2007-2012

La maltraitance encore trop d’actualité.

7 février 2008 • Par

Les violences dont sont victimes les personnes âgées et les personnes handicapées sont encore trop fréquentes dans notre société. En 2006, pas moins de 300 cas de maltraitance avérés ont ainsi été signalés, ce qui avait amené le précédent gouvernement à activer, en mars 2007, un plan de développement de la bientraitance et de lutte contre la maltraitance. Ce plan notamment en ce qui concerne le signalement des situations de maltraitance, méritait pourtant déjà d’être amélioré. C’est l’objet de la question d’actualité que j’ai posé cette semaine à l’Assemblée Nationale.

 

Question :

Les situations de maltraitance envers les personnes âgées ou handicapées restent trop nombreuses dans notre pays. Elles sont inacceptables car elles sont souvent détectées dans les milieux qui pourraient ou devraient précisément protéger la personne fragile, à savoir sa famille ou l’institution qui la prend en charge. Elles sont d’une grande diversité, pouvant aller de la pure violence à la simple négligence. Il peut s’agir de violence physique, psychique ou morale, de violence à caractère médical ou médicamenteux, de vol ou d’abus de confiance ou encore d’escroquerie.
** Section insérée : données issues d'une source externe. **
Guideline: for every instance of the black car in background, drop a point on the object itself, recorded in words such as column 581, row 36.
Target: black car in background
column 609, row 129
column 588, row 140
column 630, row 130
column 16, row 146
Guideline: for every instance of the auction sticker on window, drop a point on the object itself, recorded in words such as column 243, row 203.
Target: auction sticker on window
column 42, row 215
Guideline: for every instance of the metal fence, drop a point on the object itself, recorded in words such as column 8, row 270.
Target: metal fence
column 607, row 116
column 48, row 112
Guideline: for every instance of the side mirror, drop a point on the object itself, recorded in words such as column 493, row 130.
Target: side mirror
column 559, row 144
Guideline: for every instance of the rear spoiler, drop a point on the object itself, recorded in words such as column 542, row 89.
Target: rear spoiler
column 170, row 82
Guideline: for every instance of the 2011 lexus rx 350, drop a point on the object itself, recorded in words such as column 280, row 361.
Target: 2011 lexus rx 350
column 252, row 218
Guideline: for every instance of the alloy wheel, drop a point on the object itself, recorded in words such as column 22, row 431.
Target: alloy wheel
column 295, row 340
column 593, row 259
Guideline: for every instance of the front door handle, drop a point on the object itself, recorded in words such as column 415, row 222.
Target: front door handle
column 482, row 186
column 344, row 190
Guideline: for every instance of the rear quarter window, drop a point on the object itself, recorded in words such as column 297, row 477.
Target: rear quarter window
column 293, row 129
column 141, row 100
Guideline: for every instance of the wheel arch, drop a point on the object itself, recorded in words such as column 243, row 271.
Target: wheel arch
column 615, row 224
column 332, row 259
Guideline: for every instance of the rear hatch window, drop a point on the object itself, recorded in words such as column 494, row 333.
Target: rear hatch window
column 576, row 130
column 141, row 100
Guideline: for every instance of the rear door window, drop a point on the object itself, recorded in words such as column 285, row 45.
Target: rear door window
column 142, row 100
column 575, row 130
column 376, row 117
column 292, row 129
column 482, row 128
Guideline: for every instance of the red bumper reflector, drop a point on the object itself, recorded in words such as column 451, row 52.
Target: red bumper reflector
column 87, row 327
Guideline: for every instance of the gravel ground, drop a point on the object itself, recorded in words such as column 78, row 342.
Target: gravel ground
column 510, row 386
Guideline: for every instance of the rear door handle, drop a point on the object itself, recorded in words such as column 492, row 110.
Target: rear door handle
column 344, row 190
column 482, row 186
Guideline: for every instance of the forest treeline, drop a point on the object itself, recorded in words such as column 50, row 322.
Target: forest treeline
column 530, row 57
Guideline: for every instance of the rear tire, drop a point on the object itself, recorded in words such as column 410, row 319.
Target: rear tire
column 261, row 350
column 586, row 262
Il peut s’agir de négligence manifestant l’ignorance de l’entourage ou son inattention. Face à ce constat, les dispositifs de signalement ont été développés. En 2006, on n’a pas recensé moins de 13 600 appels de détresse. Ces dispositifs ne donnent toutefois pas entière satisfaction. Ils restent complexes et 36 départements sont encore dépourvus de numéro d’appel, ce qui laisse imparfaite la détection des situations de maltraitance. Quelles dispositions comptez vous prendre, madame la secrétaire d’État, pour que chaque personne âgée ou handicapée victime de maltraitance bénéficie d’une véritable égalité d’accès aux services de signalement, en quelque lieu qu’elle se trouve sur notre territoire ?

 

Réponse de Mme Valérie Létard, secrétaire d’État chargée de la solidarité.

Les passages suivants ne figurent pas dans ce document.